Sadi Bey’in -Yarım Porsiyon- Twitter Günlükleri: (Mevzu eskiyeceğinden günlük bu seferlik çok kısa oldu, mağrurunuza affuren arz ederim. “Mağrurunuza affuren” diye bir ifade tabiî ki yok, “mümkün mertebe”ye özendiğimden öyle yazdım, aslında “affınıza mağruren” olmalıydı.)
“New York’ta Beş Minare” için herkes “Mahsun’un üçüncü filmi, Mahsun’un üçüncü filmi” diyor. Bir TV röportajında da kendisi “Aslında …
… New York’ta Beş Minare ilk film olacaktı, ancak Beyaz Melek öne geçti.” mee’alinde birşeyler söyledi. 1987 yılında Temel …
… Gürsu’nun yönettiği “Sarışınım – Yaşamak Haram Oldu”da Mahsun rolünde Yılmaz Morgül mü oynadı, Nail Kırmızıgül mü? Ben mi yanlış …
… hatırlıyorum, Washington’un Etrafı Dumanlı Dağlar?
Beyazperde Yazısı: Her problem için beyefendi, bir çözüm vardır. (Red, Yön: Robert Schwentke.)
New York geçmişte kaldı, geleceğe bakarsak, bugün Çağan Irmak’ın son filmi “Prensesin Uykusu” basına gösterildi. Çok çok beğendim. Hani …
… “Babam ve Oğlum’dan daha da duygusal olmuş” diyesim geliyor. Çağan Irmak her filminde farklı ve değişik bir konuya el atıyor.

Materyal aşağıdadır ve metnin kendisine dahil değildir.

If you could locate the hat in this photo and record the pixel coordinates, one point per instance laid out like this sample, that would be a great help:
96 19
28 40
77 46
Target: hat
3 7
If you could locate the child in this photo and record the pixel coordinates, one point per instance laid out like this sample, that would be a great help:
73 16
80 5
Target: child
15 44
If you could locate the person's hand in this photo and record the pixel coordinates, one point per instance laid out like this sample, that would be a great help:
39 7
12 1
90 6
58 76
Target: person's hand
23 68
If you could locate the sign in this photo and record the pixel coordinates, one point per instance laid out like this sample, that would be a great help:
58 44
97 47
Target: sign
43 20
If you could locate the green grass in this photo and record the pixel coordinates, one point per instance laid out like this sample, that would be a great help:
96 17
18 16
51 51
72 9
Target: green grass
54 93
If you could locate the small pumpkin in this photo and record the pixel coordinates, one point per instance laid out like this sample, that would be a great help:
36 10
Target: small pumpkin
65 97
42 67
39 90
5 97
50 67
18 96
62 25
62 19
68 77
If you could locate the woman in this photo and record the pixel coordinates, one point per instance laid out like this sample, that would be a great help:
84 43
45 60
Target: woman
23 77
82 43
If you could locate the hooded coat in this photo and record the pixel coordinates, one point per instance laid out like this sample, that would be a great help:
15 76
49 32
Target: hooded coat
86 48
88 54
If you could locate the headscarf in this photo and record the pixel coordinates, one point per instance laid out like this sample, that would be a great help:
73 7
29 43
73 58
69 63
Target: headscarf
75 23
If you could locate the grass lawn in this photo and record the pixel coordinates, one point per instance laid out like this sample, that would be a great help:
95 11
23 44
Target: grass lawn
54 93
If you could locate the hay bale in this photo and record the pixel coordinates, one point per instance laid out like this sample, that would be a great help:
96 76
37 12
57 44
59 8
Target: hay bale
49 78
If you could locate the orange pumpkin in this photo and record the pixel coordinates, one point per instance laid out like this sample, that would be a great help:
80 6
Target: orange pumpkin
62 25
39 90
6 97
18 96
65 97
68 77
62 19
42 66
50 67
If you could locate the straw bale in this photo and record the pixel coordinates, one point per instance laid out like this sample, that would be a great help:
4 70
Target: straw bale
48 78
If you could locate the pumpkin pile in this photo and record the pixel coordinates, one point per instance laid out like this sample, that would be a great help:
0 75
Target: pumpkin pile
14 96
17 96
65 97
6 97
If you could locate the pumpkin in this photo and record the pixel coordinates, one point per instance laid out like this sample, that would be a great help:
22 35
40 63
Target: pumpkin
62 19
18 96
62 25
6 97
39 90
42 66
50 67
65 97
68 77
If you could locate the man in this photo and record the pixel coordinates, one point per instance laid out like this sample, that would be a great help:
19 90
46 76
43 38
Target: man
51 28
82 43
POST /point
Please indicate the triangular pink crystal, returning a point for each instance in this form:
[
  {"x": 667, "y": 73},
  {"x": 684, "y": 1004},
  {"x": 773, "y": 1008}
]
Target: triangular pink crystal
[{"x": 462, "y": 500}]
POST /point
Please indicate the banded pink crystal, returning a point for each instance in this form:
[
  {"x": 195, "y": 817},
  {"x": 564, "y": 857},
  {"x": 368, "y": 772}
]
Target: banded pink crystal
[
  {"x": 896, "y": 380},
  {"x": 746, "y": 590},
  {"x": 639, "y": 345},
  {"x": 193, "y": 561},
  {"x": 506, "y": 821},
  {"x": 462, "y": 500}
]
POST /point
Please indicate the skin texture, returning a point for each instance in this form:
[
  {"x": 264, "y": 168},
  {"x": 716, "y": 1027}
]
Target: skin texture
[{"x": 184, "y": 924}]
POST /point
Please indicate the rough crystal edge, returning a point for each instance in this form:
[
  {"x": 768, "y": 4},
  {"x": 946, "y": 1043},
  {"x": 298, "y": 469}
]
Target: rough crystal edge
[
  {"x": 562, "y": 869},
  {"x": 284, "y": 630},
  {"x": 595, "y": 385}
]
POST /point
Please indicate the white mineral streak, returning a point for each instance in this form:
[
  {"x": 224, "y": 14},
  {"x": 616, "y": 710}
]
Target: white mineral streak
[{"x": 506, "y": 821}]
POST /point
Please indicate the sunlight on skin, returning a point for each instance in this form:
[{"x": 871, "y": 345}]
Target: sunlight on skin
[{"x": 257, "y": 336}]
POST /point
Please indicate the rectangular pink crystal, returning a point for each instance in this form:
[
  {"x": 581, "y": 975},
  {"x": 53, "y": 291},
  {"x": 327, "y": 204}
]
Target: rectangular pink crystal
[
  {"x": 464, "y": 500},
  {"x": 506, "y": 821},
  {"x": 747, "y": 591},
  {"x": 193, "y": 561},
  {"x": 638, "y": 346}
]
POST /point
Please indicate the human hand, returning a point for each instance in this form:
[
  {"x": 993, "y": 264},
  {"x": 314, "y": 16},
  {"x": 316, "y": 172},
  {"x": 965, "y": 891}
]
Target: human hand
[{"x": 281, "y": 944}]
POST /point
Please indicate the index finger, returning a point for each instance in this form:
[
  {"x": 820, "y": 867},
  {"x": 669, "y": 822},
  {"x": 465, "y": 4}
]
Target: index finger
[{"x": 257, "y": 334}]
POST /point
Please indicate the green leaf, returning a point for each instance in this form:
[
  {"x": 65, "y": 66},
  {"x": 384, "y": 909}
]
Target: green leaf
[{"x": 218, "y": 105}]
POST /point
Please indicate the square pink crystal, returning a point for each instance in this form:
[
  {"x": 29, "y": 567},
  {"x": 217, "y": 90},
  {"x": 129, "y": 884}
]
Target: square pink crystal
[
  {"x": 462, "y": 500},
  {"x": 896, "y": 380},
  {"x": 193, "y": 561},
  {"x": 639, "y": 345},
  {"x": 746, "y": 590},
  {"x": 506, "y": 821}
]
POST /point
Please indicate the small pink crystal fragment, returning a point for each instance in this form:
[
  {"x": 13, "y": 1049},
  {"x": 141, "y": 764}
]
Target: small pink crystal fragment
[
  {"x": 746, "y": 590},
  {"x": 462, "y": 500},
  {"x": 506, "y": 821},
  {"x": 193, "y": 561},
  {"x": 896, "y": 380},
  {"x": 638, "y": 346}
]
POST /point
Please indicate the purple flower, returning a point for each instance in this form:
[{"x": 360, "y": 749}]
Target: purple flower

“Prensesin Uykusu”nu çok sevme nedenim belki de başroldeki “Gülen Adam” Çağlar Çorumlu’nun filmin muhtelif yerlerinde ağaçlara …

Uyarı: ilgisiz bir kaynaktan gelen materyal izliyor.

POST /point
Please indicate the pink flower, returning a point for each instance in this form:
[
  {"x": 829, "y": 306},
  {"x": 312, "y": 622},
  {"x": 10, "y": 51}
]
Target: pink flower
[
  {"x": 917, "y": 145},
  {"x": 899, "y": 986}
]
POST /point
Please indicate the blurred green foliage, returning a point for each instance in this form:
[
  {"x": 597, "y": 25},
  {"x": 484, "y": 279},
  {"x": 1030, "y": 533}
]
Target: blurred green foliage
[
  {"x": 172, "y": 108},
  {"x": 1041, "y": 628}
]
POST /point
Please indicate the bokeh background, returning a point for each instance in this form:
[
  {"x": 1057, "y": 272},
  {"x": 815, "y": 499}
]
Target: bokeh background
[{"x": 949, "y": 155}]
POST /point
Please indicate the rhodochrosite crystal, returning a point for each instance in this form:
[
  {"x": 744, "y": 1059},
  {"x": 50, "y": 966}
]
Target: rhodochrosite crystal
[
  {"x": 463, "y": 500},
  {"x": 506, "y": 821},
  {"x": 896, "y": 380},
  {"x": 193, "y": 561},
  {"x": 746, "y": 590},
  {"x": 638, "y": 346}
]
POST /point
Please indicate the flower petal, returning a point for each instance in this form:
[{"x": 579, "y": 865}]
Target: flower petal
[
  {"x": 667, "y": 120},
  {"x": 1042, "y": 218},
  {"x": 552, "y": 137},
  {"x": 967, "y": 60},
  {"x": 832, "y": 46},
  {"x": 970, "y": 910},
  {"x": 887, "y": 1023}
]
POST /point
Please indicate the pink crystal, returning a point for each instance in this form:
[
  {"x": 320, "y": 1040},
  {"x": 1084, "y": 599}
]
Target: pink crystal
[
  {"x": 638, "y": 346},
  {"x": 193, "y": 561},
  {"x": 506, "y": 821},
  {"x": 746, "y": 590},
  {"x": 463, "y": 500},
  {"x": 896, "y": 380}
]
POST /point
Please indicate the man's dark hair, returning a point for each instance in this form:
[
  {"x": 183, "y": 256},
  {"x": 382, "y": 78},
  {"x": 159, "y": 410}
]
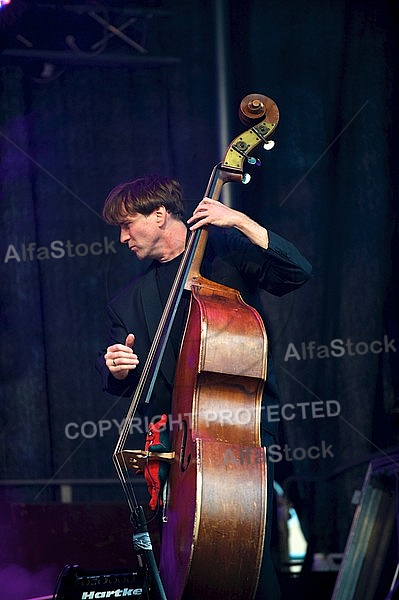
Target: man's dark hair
[{"x": 143, "y": 196}]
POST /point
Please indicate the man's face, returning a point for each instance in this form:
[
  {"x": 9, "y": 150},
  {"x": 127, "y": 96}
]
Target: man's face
[{"x": 142, "y": 234}]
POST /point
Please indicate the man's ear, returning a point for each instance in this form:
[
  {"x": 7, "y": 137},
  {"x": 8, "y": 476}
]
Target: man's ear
[{"x": 161, "y": 215}]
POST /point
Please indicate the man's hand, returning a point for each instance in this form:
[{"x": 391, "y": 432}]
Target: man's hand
[
  {"x": 212, "y": 212},
  {"x": 120, "y": 358}
]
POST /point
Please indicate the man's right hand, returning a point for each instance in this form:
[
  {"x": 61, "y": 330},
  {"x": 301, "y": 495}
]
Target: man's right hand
[{"x": 120, "y": 358}]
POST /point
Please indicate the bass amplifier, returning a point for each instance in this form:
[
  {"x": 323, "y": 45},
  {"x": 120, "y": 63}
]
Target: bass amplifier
[{"x": 75, "y": 583}]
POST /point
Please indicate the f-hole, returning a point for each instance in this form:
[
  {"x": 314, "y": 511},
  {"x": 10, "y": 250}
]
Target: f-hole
[{"x": 183, "y": 465}]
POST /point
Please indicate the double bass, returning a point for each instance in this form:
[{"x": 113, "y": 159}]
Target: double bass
[{"x": 214, "y": 507}]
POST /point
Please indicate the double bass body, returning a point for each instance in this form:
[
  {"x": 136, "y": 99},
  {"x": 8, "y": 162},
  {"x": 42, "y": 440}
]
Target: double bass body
[{"x": 215, "y": 512}]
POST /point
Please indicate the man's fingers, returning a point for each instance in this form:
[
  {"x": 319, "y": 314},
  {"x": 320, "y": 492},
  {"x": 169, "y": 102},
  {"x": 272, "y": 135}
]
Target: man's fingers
[{"x": 129, "y": 340}]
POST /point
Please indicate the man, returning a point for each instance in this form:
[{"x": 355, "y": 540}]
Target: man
[{"x": 240, "y": 253}]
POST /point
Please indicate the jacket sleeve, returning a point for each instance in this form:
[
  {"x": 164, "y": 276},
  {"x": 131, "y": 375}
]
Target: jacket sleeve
[{"x": 279, "y": 270}]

… sarılması ve onları okşamasıdır. Bu nedenle filmi sadibey.com’daki “Sadi Bey’in Ağaçları” bölümüyle kardeş film ilân ettim.

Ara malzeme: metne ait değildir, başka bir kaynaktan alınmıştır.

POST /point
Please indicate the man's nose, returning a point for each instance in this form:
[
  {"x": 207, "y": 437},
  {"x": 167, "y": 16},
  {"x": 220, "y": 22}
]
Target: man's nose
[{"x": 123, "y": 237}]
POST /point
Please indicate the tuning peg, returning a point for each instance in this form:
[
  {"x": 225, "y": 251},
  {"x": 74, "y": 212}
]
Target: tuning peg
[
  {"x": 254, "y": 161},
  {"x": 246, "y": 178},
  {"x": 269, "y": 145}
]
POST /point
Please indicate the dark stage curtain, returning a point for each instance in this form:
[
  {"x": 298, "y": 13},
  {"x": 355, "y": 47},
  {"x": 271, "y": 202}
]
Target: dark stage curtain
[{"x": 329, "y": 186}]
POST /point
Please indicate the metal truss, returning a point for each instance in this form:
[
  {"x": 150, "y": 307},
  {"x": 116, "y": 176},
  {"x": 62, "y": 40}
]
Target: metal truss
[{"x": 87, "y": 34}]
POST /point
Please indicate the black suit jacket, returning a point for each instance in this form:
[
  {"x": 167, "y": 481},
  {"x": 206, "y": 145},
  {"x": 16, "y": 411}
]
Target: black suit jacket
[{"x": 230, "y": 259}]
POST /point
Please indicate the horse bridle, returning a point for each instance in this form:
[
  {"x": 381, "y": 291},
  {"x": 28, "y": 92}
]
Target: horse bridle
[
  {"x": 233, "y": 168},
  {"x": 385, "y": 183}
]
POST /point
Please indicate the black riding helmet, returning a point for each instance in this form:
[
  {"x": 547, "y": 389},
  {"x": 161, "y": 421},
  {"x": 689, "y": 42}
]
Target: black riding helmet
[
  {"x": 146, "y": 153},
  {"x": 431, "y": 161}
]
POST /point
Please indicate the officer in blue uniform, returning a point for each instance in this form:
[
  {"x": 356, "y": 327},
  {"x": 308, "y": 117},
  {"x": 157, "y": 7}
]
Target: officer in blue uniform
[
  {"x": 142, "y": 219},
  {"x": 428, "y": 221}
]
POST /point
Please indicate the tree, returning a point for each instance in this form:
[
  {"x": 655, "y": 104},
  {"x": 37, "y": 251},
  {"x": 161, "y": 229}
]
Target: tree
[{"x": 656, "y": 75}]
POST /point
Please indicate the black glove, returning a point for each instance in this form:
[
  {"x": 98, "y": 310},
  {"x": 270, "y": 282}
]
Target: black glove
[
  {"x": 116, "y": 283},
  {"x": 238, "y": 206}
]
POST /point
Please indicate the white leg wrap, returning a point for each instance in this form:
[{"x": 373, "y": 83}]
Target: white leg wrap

Sinemamızın diğer “Gülen Adamı” bilindiği üzere Kemal Sunal’dır. Çağan Irmak filmde Yeşilçam sinemasına çok hoş göndermeler yapmış.
Genco Erkal’ın canlandırdığı yönetmenimiz gerçek hayattaki gibi çok sevimliydi, onu seviyoruz, her zaman başımızın tacıdır.
(09 Kasım 2010)
Sadi Çilingir
Güzel abiciğim -affınıza mağruren- merhaba.
Dün sabah basın gösterimine gelirken, her zaman kullandığım Beşiktaş – Dolmabahçe – Maçka yolunun stad hizasındaki dönemeçten sonrasındaki bütün cadde boyunca tek sıra dizili olan bir sürü ağacın -neredeyse- toptan kesildiğine şahit oldum. Valla cesaret bulup da, ağaçlar bir bir yıkılırken yüzlerinde sırıtmalı bir ifade beliren, elleri elektrik testereli belediye elemanlarından hesap falan soramadım. Tabii bu hususlarda ve benzeri herhangi bir durumda kim kime hesap sorabiliyor ki? Gazeteden okuduğuma göre, Maçka Parkı ağaçları da -o günlerde- aynı belediye katliamına maruz kalmışmış.
Diyeceğim… Senin de tıpkı Prensesin Uykusu’ndaki aziz gibi ağaçlara sarılarak onlarla dertleştiğini, onların bizlerden çektiklerini de içinde hissederek dertlendiğini bilen biri olarak, inşallah o katliama sen de tanık olmamışsındır Sadi abiciğim.
Son olarak da derim ki, mümkünmertebe 🙂 kal sağlıcakla.